Word of the Day

Wednesday, June 29, 2005


\LIN-ee-uh-muhnt\ , noun;
A distinctive shape, contour, or line, especially of the face.
A distinguishing or characteristic feature; -- usually in the plural.
If she saw herself, even in her memory, she did not see the brightness that had been hers as a wife; she saw the lined and ageing woman she had become, as if these lineaments had been waiting to emerge since her features had first been formed.
-- Anita Brookner, Visitors
Biography -- and, by definition, autobiography -- is the form of the moment.

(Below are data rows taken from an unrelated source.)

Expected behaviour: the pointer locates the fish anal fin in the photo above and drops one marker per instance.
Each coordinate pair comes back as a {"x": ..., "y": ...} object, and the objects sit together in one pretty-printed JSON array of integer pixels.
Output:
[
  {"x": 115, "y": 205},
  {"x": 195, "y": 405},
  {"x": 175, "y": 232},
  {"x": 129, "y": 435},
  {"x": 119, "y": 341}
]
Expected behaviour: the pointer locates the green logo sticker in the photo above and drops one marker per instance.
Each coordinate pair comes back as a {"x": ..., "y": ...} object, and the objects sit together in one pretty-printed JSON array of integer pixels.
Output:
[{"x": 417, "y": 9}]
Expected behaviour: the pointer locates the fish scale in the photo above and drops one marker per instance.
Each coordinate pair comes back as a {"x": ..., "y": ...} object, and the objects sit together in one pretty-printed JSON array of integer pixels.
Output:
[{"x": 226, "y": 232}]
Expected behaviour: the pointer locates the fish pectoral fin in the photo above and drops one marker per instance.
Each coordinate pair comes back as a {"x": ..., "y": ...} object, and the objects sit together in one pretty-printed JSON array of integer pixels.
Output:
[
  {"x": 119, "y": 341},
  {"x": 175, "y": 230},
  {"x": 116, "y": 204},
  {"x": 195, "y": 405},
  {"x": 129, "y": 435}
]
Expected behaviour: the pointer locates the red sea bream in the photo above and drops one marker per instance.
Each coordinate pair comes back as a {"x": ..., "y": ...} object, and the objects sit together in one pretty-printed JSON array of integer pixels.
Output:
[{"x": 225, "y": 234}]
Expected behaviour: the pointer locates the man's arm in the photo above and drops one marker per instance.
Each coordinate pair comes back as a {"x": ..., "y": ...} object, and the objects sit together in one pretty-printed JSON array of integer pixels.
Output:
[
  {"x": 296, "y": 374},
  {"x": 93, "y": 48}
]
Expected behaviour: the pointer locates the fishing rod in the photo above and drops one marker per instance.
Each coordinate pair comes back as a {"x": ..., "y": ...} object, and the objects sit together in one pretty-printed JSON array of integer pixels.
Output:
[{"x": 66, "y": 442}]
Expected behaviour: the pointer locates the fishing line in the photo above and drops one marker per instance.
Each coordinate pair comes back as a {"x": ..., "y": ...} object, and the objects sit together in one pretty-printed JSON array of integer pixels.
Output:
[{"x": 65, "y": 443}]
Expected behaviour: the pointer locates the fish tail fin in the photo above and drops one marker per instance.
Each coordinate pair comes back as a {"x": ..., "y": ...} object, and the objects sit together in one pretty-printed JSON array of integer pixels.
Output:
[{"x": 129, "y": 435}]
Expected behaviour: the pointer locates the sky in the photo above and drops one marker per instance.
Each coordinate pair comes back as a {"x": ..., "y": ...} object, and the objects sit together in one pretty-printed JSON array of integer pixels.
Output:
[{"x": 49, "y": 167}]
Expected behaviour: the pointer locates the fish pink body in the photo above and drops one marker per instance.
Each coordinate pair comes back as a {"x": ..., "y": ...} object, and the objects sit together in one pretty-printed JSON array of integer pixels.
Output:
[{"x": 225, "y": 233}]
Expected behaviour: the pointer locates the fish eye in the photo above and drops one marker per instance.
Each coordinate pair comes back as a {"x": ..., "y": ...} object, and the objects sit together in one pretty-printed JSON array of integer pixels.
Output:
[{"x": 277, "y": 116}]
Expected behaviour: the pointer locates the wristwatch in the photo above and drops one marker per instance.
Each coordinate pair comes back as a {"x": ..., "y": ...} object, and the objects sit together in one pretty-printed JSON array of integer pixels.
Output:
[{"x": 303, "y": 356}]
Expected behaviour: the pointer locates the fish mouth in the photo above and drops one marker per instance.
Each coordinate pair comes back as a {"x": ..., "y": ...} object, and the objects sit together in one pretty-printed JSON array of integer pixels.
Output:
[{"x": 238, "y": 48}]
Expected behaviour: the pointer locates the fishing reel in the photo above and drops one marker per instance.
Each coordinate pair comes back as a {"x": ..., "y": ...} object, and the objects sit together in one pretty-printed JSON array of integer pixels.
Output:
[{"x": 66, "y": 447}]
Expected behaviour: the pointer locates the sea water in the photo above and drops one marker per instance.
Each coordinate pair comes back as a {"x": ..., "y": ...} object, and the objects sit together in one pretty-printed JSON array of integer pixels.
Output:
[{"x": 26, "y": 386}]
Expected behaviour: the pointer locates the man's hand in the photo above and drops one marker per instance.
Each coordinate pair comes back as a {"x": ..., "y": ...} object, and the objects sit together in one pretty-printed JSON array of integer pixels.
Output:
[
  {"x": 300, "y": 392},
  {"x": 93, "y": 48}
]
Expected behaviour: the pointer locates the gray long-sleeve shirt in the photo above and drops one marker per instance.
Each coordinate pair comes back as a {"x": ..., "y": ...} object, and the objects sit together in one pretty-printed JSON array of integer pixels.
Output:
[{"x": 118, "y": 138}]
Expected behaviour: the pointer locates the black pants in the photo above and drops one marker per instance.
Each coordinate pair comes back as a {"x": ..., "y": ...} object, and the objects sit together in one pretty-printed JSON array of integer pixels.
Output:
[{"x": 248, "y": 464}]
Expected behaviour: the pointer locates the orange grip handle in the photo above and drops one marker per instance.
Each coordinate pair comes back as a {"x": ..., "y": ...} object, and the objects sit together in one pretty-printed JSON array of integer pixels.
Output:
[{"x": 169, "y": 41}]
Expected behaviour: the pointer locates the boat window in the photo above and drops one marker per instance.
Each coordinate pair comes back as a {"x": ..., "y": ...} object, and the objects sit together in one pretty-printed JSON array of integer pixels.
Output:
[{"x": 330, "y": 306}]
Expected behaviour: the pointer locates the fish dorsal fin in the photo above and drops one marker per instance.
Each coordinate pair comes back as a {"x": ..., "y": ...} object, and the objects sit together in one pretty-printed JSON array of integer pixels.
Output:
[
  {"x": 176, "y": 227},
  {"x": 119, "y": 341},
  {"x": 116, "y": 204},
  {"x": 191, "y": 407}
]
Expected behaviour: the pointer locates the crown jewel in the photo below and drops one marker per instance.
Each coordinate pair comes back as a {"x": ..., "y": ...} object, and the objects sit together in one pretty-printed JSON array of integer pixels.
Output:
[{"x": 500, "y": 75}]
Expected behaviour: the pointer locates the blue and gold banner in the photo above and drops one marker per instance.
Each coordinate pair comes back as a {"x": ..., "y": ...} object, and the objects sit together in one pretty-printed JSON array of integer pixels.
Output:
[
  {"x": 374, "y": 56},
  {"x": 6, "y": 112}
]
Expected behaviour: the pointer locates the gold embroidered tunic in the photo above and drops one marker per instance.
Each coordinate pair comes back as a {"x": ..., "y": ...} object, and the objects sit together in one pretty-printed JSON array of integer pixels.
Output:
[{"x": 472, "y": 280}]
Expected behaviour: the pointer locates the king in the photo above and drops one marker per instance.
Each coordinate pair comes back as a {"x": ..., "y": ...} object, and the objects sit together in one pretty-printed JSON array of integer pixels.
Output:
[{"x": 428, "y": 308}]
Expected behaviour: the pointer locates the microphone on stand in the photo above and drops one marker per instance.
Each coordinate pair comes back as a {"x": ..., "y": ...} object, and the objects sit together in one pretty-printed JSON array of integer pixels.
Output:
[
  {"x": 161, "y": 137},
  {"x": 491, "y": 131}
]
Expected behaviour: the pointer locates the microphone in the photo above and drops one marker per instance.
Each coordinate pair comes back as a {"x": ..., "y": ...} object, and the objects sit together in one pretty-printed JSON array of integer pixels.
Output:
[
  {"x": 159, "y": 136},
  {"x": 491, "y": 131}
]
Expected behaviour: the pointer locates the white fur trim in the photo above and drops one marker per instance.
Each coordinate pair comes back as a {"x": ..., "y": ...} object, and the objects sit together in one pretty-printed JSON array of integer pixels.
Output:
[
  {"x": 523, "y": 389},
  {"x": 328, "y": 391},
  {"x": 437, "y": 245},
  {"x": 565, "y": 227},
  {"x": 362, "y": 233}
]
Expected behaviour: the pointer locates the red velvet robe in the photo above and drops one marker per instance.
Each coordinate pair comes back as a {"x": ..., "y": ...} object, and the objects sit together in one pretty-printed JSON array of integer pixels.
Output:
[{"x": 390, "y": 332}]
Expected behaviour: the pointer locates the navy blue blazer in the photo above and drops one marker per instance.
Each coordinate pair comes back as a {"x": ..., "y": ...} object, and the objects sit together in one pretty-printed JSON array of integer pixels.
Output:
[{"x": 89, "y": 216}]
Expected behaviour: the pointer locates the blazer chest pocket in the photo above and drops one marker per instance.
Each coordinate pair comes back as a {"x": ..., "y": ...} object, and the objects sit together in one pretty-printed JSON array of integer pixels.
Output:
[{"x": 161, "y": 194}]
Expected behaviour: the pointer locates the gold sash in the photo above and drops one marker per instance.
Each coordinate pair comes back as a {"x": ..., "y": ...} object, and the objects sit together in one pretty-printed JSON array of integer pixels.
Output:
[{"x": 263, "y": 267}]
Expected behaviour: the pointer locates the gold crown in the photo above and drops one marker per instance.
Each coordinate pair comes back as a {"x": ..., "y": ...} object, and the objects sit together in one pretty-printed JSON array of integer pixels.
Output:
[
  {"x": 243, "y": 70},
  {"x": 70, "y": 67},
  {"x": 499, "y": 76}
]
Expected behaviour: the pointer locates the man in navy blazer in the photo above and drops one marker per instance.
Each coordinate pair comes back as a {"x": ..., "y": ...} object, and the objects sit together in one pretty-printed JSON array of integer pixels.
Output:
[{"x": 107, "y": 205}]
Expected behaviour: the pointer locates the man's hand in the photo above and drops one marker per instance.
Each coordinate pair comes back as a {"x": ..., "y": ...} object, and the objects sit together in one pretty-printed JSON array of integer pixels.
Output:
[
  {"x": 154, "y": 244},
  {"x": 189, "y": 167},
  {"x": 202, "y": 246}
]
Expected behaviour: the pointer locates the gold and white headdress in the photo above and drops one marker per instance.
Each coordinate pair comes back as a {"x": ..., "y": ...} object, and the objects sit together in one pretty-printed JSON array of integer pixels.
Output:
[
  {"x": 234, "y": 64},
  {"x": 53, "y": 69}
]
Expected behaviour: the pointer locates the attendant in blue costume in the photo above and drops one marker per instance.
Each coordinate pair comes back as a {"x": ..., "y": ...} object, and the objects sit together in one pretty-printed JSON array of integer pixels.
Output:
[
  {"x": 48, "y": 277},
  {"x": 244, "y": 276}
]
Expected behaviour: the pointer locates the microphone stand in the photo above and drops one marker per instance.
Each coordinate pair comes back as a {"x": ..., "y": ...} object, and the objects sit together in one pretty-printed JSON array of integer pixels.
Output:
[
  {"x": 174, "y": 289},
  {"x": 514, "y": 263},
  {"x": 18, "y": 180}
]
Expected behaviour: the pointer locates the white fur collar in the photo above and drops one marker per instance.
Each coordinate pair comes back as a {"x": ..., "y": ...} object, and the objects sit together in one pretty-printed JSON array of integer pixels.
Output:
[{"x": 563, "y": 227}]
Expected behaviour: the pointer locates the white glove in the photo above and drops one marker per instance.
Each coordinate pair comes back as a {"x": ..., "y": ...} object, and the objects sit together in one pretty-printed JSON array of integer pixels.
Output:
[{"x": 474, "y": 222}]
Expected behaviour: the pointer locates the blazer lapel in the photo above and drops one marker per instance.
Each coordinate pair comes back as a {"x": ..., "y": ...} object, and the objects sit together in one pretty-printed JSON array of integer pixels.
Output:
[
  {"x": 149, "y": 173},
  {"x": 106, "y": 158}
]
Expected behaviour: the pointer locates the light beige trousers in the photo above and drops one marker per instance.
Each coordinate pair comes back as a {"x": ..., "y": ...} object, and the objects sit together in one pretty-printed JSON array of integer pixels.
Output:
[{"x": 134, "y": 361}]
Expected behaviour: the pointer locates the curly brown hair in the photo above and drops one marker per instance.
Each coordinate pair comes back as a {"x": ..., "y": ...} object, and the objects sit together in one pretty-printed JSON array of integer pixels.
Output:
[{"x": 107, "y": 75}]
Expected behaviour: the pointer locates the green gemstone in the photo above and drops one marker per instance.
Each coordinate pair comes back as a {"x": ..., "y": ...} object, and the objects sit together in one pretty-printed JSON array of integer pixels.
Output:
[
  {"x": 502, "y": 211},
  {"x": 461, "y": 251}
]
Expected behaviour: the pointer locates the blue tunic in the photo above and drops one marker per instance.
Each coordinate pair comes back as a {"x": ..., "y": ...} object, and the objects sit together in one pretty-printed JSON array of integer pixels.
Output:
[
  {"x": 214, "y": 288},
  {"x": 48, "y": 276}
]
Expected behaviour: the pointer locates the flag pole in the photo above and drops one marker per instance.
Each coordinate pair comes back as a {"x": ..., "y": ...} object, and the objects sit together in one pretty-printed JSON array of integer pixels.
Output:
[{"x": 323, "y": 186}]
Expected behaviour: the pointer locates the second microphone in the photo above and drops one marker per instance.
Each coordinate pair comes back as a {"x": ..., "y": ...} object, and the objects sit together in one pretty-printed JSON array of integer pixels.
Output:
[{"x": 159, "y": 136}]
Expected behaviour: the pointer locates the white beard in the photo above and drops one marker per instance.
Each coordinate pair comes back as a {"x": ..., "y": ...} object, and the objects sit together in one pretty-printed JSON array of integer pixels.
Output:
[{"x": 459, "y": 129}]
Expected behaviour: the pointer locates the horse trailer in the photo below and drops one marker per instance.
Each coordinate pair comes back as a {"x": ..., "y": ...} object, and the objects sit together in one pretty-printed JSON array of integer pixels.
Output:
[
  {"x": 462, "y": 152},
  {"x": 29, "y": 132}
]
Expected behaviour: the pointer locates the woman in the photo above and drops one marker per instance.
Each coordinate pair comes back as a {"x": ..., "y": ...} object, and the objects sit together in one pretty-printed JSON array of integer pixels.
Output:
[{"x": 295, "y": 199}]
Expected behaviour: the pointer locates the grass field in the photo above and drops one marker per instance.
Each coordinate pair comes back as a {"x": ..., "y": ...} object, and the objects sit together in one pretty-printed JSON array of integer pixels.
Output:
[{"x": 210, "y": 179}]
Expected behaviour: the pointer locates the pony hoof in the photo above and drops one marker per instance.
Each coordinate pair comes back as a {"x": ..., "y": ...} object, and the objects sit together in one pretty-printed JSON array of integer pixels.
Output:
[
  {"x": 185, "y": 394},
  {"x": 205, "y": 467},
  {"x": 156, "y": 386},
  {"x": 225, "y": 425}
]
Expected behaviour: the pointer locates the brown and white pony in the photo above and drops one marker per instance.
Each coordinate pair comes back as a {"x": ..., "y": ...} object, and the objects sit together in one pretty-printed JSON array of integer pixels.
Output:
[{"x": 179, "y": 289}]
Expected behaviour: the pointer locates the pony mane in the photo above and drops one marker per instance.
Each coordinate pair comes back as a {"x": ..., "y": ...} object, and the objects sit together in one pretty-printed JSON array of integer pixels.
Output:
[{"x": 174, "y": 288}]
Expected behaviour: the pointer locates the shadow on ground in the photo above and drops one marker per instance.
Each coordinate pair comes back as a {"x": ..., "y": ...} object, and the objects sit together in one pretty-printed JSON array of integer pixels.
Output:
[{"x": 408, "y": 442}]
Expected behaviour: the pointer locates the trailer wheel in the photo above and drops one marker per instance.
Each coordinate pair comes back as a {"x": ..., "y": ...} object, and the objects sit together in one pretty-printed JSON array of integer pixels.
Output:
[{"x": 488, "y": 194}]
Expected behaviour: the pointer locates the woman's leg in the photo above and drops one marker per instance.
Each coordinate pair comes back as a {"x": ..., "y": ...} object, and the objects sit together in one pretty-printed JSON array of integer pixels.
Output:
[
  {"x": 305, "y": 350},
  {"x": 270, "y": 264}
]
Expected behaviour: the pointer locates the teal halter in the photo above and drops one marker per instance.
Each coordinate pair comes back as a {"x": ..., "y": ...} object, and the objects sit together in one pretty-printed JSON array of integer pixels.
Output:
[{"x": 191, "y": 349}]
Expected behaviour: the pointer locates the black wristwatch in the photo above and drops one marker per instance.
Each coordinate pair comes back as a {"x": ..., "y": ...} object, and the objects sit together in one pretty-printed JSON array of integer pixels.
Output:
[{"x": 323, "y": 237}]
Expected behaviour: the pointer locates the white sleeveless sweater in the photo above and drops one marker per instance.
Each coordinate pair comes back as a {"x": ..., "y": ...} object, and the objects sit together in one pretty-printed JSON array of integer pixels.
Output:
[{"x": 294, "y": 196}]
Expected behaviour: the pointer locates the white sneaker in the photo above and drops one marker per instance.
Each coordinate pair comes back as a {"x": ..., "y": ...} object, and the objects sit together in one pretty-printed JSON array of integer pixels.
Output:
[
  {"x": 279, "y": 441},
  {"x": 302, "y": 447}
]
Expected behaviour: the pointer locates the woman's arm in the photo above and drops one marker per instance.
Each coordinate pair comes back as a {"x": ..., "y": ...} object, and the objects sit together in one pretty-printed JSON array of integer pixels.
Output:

In the shape of a well-lived, well-told life we can discern the lineaments of the day and even, if the life to hand signifies more than itself, the age.
-- Fred Inglis, "No Discouragement: An Autobiography", New Statesman, December 6, 1996
Crazy wooden galleries common to the backs of half a dozen houses, with holes from which to look upon the slime beneath; windows, broken and patched, with poles thrust out, on which to dry the linen that is never there; rooms so small, so filthy, so confined, that the air would seem too tainted even for the dirt and squalor which they shelter; wooden chambers thrusting themselves out above the mud, and threatening to fall into it--as some have done; dirt-besmeared walls and decaying foundations; every repulsive lineament of poverty, every loathsome indication of filth, rot, and garbage; all these ornament the banks of Folly Ditch.
-- Charles Dickens, Oliver Twist
Lineament comes from Latin lineamentum, "feature, lineament," from linea, "line."